Open agbeltran opened 2 years ago
I don't believe we need to have such a pid_scheme
attribute for this. A proper use of the respective pid
attribute is sufficient to disambiguate.
At HZB, I use the convention to always add a scheme prefix separated by a colon into the pid
or doi
value. To give an example, the ICAT content for one of our data publications looks like (output trimmed for brevity):
>>> query = Query(client, "DataPublication", conditions={"pid": "= 'DOI:10.5442/ND000006'"}, includes=["fundingReferences.funding", "relatedItems", "users.affiliations"])

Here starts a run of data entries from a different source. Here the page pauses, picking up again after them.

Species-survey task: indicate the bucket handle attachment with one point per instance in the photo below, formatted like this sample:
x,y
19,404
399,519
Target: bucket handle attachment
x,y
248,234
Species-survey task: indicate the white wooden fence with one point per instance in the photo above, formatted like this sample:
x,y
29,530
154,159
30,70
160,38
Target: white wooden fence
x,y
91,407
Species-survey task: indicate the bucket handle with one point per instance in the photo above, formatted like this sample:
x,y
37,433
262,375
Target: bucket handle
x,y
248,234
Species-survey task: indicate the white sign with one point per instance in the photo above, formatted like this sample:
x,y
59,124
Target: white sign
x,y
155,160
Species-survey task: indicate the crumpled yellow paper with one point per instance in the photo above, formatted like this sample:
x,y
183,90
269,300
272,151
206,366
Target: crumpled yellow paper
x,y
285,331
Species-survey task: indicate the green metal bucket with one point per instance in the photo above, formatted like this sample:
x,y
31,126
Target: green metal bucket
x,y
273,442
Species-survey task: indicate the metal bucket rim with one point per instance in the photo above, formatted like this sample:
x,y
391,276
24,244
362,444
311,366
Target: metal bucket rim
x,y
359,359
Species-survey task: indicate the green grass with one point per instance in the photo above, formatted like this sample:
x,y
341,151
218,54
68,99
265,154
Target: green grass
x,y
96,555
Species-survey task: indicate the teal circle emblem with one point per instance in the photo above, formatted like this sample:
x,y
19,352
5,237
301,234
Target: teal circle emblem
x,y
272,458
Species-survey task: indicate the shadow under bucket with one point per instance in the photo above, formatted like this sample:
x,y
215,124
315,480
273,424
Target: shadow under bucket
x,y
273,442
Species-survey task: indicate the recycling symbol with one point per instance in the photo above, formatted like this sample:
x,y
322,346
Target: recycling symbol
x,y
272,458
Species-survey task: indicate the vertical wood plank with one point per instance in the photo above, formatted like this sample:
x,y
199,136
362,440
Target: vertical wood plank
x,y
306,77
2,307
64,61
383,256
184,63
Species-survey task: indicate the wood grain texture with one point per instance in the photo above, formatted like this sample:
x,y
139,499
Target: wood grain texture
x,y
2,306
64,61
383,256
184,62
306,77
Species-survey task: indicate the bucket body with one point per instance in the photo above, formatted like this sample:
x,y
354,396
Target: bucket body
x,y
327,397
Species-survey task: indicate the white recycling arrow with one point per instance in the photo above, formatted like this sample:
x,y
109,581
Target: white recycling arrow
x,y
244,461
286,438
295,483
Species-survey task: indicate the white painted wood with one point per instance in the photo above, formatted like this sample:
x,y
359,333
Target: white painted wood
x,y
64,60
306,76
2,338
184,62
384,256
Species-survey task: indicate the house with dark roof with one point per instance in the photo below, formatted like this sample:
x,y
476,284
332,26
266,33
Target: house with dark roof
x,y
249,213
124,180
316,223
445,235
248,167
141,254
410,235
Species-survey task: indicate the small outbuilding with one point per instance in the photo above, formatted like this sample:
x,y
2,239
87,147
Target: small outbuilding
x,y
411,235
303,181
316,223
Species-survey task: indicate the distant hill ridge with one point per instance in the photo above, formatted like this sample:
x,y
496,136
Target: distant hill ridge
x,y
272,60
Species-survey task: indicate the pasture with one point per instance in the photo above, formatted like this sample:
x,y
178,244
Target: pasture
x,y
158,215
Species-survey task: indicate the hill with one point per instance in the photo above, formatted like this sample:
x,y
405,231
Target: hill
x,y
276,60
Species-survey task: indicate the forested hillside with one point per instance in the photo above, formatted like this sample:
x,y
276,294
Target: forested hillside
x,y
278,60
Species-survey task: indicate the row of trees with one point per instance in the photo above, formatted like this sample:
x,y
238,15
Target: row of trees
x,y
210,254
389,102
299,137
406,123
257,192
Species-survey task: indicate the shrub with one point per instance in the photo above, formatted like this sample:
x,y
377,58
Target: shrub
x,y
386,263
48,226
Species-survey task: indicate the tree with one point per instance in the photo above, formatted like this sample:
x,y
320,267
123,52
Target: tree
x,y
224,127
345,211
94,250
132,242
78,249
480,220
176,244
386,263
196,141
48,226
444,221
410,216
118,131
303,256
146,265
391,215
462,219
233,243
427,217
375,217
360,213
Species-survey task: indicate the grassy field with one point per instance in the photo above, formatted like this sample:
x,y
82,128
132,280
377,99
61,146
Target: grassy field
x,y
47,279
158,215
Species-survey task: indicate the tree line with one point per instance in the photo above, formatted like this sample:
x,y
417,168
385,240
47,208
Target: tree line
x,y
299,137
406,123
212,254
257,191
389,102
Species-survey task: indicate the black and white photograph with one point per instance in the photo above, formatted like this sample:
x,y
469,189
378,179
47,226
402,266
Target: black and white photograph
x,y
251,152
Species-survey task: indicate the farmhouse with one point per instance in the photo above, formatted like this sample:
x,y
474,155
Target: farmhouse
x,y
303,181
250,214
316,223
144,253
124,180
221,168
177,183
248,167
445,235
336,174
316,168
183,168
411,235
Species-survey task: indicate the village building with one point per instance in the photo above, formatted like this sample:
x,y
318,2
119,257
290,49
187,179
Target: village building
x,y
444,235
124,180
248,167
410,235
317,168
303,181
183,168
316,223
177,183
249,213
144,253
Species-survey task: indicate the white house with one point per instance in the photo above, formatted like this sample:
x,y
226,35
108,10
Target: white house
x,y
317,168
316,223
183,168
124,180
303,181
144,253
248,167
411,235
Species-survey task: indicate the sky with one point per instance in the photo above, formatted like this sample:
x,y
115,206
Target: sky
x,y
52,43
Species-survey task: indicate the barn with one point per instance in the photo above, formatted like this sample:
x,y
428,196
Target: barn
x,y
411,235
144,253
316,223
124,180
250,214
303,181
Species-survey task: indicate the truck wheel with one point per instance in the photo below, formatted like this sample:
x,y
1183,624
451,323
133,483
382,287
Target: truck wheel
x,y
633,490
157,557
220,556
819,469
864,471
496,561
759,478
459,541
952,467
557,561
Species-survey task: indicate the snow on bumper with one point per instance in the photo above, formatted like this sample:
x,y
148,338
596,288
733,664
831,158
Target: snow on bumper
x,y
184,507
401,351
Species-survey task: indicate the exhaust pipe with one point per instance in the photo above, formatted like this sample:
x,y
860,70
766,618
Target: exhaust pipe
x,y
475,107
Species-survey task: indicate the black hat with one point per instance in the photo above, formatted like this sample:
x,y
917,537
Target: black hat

>>> client.assertedSearch(query)[0]
(dataPublication){
# …
description = "…"
fundingReferences[] =
(dataPublicationFunding){
# …
funding =
(fundingReference){
# …
awardNumber = "ExNet-0042-Phase-2-3"
funderIdentifier = "Crossref Funder ID:10.13039/501100001656"
funderName = "Helmholtz Association"
}
},
(dataPublicationFunding){
# …
funding =
(fundingReference){
# …
awardNumber = ":unas"
funderName = "Helmholtz Einstein International Berlin Research School in Data Science (HEIBRiDS)"
}
},
(dataPublicationFunding){
# …
funding =
(fundingReference){
# …
awardNumber = "0324247"
funderIdentifier = "Crossref Funder ID:10.13039/501100006360"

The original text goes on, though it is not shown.